On March 11, 2020, he scored a career-high 35 points including 11 three-pointers in a 71–69 loss to Oregon State. Plummer averaged 8.4 points and 1.1 rebounds per game as a junior and shot 42% from the three point line. As a senior, he averaged 13.6 points, 2.2 rebounds and 1 assist per game, shooting 38.3% from the three. He also made the Pac-12 Academic Honor Roll. Following the season Plummer opted to return for his fifth season of eligibility, granted due to the COVID-19 pandemic, and transfer to Illinois. He chose the Illini over offers from BYU, Florida, Georgia and Texas Tech. Plummer was named third-team All-Big Ten.

==Professional career==
===Mexico City Capitanes (2022)===
On November 4, 2022, Plummer was named to the opening night roster for the Mexico City Capitanes.

===Paris Basketball (2022–2023)===
On November 17, 2022, he signed with Paris Basketball of the LNB Pro A.
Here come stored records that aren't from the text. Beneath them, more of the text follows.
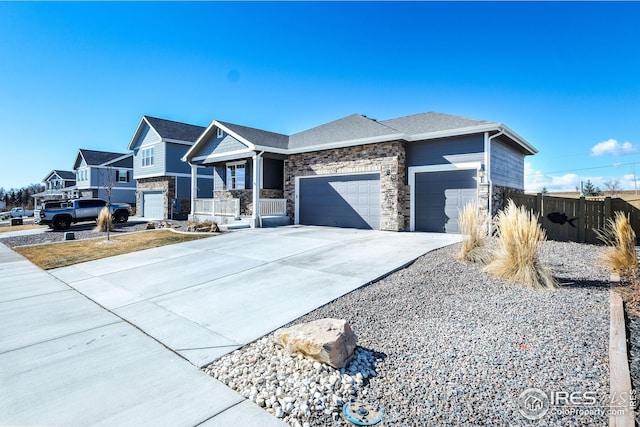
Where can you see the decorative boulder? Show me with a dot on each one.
(329, 341)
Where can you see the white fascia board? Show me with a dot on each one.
(237, 136)
(195, 145)
(274, 150)
(231, 155)
(349, 143)
(177, 141)
(476, 129)
(117, 159)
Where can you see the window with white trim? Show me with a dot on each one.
(147, 156)
(235, 175)
(122, 175)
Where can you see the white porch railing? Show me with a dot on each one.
(204, 206)
(226, 207)
(219, 207)
(273, 207)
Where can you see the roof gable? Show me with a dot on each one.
(431, 122)
(176, 131)
(351, 128)
(97, 158)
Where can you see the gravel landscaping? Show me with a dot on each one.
(442, 343)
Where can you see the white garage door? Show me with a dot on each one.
(351, 201)
(440, 195)
(153, 204)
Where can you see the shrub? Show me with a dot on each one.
(620, 255)
(516, 258)
(474, 226)
(104, 221)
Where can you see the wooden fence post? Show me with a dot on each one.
(582, 220)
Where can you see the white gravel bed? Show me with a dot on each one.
(441, 343)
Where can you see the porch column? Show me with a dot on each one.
(194, 188)
(256, 190)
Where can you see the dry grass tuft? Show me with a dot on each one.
(474, 226)
(55, 255)
(516, 259)
(104, 221)
(620, 255)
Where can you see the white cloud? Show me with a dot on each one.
(611, 146)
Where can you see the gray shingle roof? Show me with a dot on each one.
(65, 174)
(348, 128)
(431, 122)
(169, 129)
(258, 136)
(96, 158)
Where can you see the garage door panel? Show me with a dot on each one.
(439, 196)
(153, 204)
(351, 201)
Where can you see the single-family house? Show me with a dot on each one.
(408, 173)
(163, 188)
(58, 185)
(98, 171)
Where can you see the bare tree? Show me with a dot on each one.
(108, 180)
(612, 186)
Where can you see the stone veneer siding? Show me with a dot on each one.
(370, 158)
(166, 184)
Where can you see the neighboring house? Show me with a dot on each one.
(409, 173)
(96, 171)
(58, 185)
(163, 179)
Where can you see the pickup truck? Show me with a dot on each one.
(81, 210)
(16, 213)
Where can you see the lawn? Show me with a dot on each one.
(55, 255)
(8, 228)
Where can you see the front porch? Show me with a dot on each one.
(231, 213)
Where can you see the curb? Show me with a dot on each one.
(619, 377)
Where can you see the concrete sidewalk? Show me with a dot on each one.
(109, 348)
(205, 298)
(66, 361)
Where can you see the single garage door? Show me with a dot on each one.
(153, 204)
(440, 195)
(351, 201)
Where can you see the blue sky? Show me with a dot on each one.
(565, 76)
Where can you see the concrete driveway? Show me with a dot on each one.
(206, 298)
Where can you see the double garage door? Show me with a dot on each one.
(153, 204)
(353, 201)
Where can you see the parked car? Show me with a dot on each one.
(81, 210)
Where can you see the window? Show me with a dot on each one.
(147, 157)
(235, 176)
(122, 175)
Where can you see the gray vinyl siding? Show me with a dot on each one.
(174, 153)
(157, 169)
(219, 145)
(183, 188)
(507, 165)
(273, 174)
(443, 151)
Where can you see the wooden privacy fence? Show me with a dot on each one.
(583, 216)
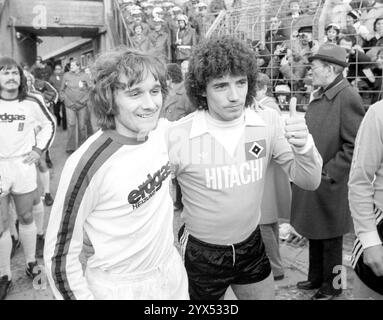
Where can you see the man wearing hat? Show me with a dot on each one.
(322, 216)
(355, 28)
(185, 39)
(136, 19)
(160, 39)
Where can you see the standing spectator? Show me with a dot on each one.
(322, 216)
(189, 7)
(293, 19)
(67, 66)
(332, 33)
(177, 104)
(276, 200)
(216, 6)
(148, 10)
(202, 20)
(74, 89)
(375, 42)
(370, 13)
(378, 73)
(59, 111)
(160, 39)
(366, 204)
(359, 72)
(136, 16)
(140, 41)
(185, 39)
(275, 35)
(355, 28)
(339, 13)
(41, 70)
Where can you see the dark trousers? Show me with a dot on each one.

===Ratiopharm Ulm (2024–present)===
On July 7, 2024, Plummer signed with ratiopharm Ulm of the Basketball Bundesliga.

==Career statistics==

===College===
====NCAA Division I====

| Year | Team | GP | GS | MPG | FG% | 3P% | FT% | RPG | APG | SPG | BPG | PPG |
|---|---|---|---|---|---|---|---|---|---|---|---|---|
| 2019–20 | Utah | 26 | 2 | 15.2 | .467 | .420 | .750 | 1.1 | .4 | .4 | .0 | 8.4 |
| 2020–21 | Utah | 25 | 16 | 28.2 | .441 | .383 | .824 | 2.2 | 1.0 | .7 | .0 | 13.6 |
| 2021–22 | Illinois | 33 | 29 | 30.2 | .424 | .408 | .874 | 2.5 | 1.1 | .3 | .0 | 14.6 |
| Career |  | 84 | 47 | 25.0 | .439 | .403 | .844 | 1.9 | .8 | .5 | .0 | 12.4 |

====JUCO====

| Year | Team | GP | GS | MPG | FG% | 3P% | FT% | RPG | APG | SPG | BPG | PPG |
|---|---|---|---|---|---|---|---|---|---|---|---|---|
| 2017–18 | Arizona Western | 33 | 3 | 19.5 | .514 | .458 | .776 | 2.3 | .6 | .6 | .0 | 14.9 |
| 2018–19 | Arizona Western | 34 | 30 | 29.4 | .482 | .438 | .888 | 3.5 | .7 | .7 | .1 | 18.6 |
| Career |  | 67 | 33 | 24.5 | .495 | .446 | .840 | 2.9 | .7 | .6 | .1 | 16.8 |

==Personal life==
Plummer majored in international studies. He is the son of Rénan Plummer and Amara Torres, and his father played professional basketball in Panama.